Department of Psychiatry, Robert Wood Johnson Medical School, Rutgers University (Salvatore); Center for Primary Health Care Research, Lund University, Malmö, Sweden (Ohlsson, Jan Sundquist, Kristina Sundquist); Virginia Institute for Psychiatric and Behavioral Genetics, Department of Psychiatry, and Department of Human and Molecular Genetics, Virginia Commonwealth University, Richmond (Kendler).
Am J Psychiatry. 2024 Sep 1;181(9):824-833. doi: 10.1176/appi.ajp.20230358. Epub 2024 Aug 7.
There is growing interest in how peers' genotypes may influence health (i.e., peer social genetic effects). The authors sought to clarify the nature of peer social genetic effects on risk for drug use disorder, alcohol use disorder (AUD), major depression, and anxiety disorder.
Cox models were used with data from a population-based Swedish cohort (N=655,327). Outcomes were drug use disorder, AUD, major depression, and anxiety disorder registrations between ages 17 and 30 from medical, criminal, and pharmacy registries. The authors indexed peer social genetic effects with peers' family genetic risk scores (FGRSs) for the same disorders, which are personalized measures of genetic risk inferred from diagnoses in first- to fifth-degree relatives.
Across disorders, peer FGRSs predicted increased risks of proband registration (hazard ratio range, 1.01-1.59), with stronger effects for drug use disorder and AUD than for major depression and anxiety disorder. Peer social genetic effects were stronger for school classmates than for geographically proximal peers, and for peers from upper secondary school (ages 16-19) versus peers from lower secondary school (ages 7-16). Peer social genetic effects remained significant following statistical control for sociodemographic confounders, whether peers were affected, and peers' FGRS for educational attainment. Peer social genetic effects were more pronounced for probands at higher genetic risk.
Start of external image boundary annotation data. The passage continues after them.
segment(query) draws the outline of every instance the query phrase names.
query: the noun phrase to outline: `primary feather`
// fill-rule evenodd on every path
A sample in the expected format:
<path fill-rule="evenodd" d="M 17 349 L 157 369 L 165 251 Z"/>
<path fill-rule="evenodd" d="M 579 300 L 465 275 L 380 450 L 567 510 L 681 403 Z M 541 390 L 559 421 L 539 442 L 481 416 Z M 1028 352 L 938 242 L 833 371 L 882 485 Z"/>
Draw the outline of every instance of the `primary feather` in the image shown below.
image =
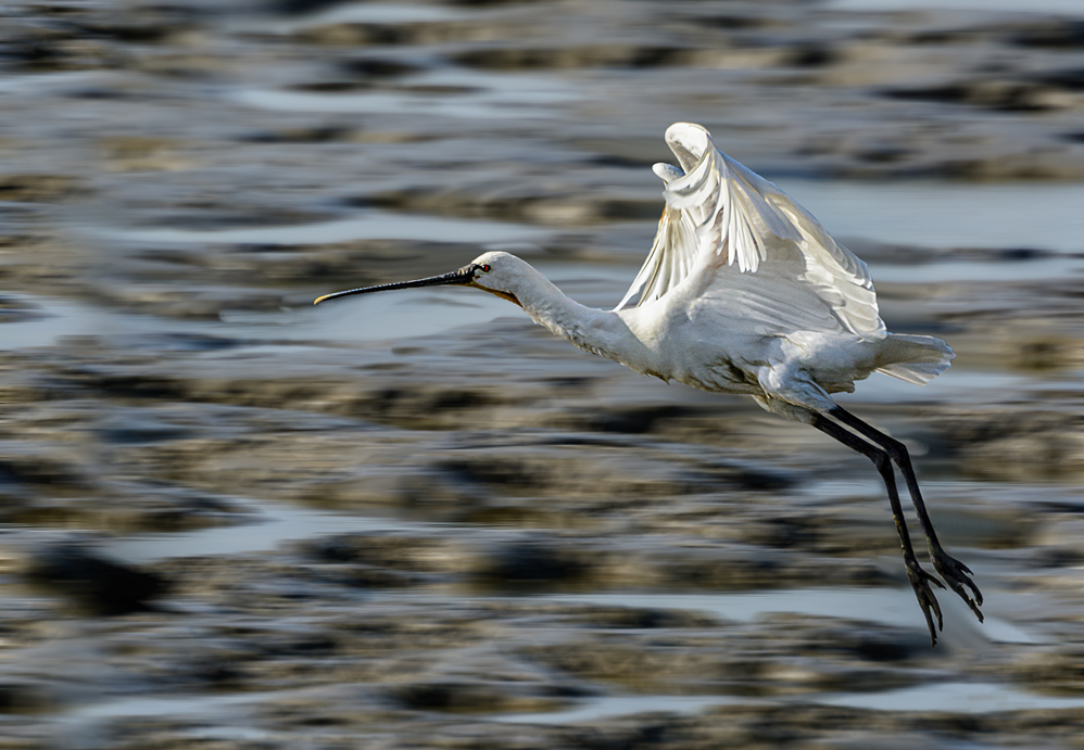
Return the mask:
<path fill-rule="evenodd" d="M 695 274 L 707 293 L 766 327 L 885 334 L 866 264 L 807 211 L 730 158 L 707 130 L 677 123 L 666 141 L 680 167 L 656 165 L 666 208 L 651 254 L 616 309 L 655 302 Z"/>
The genetic makeup of adolescents' peers has long-reaching consequences on risks for drug use disorder, AUD, major depression, and anxiety disorder. Individuals at high genetic risk are more sensitive to social genetic effects. Alternative hypotheses such as sociodemographic stratification, exposure to affected peers, and genetic predispositions for educational attainment did not explain the risk associated with peer social genetic effects for substance use and psychiatric disorders.
人们越来越关注同伴的基因型如何影响健康(即同伴社交遗传效应)。作者试图阐明同伴社交遗传效应对药物使用障碍、酒精使用障碍(AUD)、重度抑郁症和焦虑症风险的影响。
作者使用来自基于人群的瑞典队列(N=655,327)的数据,采用 Cox 模型。结局为 17 至 30 岁时,从医疗、刑事和药房登记处登记的药物使用障碍、AUD、重度抑郁症和焦虑症。作者用同伴的家族遗传风险评分(FGRS)来索引同伴社交遗传效应,这些评分是根据一级至五级亲属的诊断推断出的个性化遗传风险指标。
在各种疾病中,同伴 FGRS 预测了患者登记的风险增加(危险比范围为 1.01-1.59),药物使用障碍和 AUD 的影响大于重度抑郁症和焦虑症。与地理上相近的同伴相比,与同学的同伴社交遗传效应更强,与来自中学(16-19 岁)的同伴相比,与来自中学(7-16 岁)的同伴的社交遗传效应更强。在对社会人口统计学混杂因素、同伴是否受影响以及同伴的教育程度 FGRS 进行统计控制后,同伴社交遗传效应仍然显著。对于遗传风险较高的患者,同伴社交遗传效应更为明显。
青少年同伴的基因构成对药物使用障碍、AUD、重度抑郁症和焦虑症的风险具有深远的影响。遗传风险较高的个体对社交遗传效应更为敏感。替代假设,如社会人口统计学分层、受影响同伴的暴露以及教育程度的遗传倾向,都不能解释与物质使用和精神障碍相关的同伴社交遗传效应所带来的风险。